As mudanças também atingem os comerciantes. O empresário Francisco Severiano Alves, de 49 anos, investiu R$ 4 mil, no fim de 2014, para adaptar as calhas e o reservatório de água de 20 mil litros que tem dentro de sua oficina mecânica, em Itaquaquecetuba, na Grande São Paulo. “A gente perdia muita água da chuva, então fizemos as mudanças para conseguir aproveitá-la. É água de graça para lavar peças, a garagem e usar no vaso sanitário.” 
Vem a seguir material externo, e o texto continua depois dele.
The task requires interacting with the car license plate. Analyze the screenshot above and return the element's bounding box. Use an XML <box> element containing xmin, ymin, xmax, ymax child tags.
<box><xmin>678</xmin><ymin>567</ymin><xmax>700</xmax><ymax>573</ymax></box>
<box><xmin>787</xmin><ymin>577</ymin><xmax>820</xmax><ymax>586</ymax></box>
Paradigma. Para Antonio Eduardo Giansante, mestre em Engenharia Hidráulica e Saneamento e professor da Universidade Mackenzie, as adaptações para conseguir a “independência hídrica” são positivas. “É uma mudança de paradigma. As pessoas estão tomando consciência de que a água é limitada.” Ele diz, porém, que o poder público deveria dar mais informações e instruções sobre como armazenar a chuva para evitar contaminações e dengue.
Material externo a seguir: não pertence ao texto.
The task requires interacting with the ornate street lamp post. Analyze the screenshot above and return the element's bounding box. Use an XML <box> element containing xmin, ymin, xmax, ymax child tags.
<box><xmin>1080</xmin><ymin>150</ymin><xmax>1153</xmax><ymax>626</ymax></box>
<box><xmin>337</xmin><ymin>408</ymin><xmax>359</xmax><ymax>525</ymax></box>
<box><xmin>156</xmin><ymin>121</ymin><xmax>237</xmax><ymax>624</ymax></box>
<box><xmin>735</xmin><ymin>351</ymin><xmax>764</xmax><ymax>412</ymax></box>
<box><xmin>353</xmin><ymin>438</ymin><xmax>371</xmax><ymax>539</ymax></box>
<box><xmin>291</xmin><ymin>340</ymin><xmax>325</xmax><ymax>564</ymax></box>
Segundo Malu Ribeiro, coordenadora da Rede das Águas da SOS Mata Atlântica, a mudança de comportamento foi o único aspecto positivo da crise hídrica. “Para ser permanente, esse tipo de mudança tem de fazer parte do nosso cotidiano, não apenas em tempos de crise.” 

No São Paulo Futebol Clube, a limpeza de arquibancadas e de outras áreas comuns está sendo feita com jatos de ar. “Buscamos cada vez mais eficiência dentro do clube”, explicou Eduardo San Martin, diretor de Meio Ambiente do SPFC.
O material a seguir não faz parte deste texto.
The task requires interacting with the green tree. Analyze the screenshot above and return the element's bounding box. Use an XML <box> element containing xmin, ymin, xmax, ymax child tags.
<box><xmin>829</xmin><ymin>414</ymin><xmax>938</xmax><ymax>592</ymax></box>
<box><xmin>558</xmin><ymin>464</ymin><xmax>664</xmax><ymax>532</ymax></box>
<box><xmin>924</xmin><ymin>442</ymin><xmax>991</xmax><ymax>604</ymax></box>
O consumo caiu de 5,9 milhões de litros, em outubro, para 2,4 milhões, em janeiro. A medida de maior impacto foi no gramado do Morumbi. Como há minas no subsolo, o clube adaptou os veios, canalizou para um reservatório e usa a água para irrigação. “O gramado é nosso local de trabalho e precisa estar prefeito.”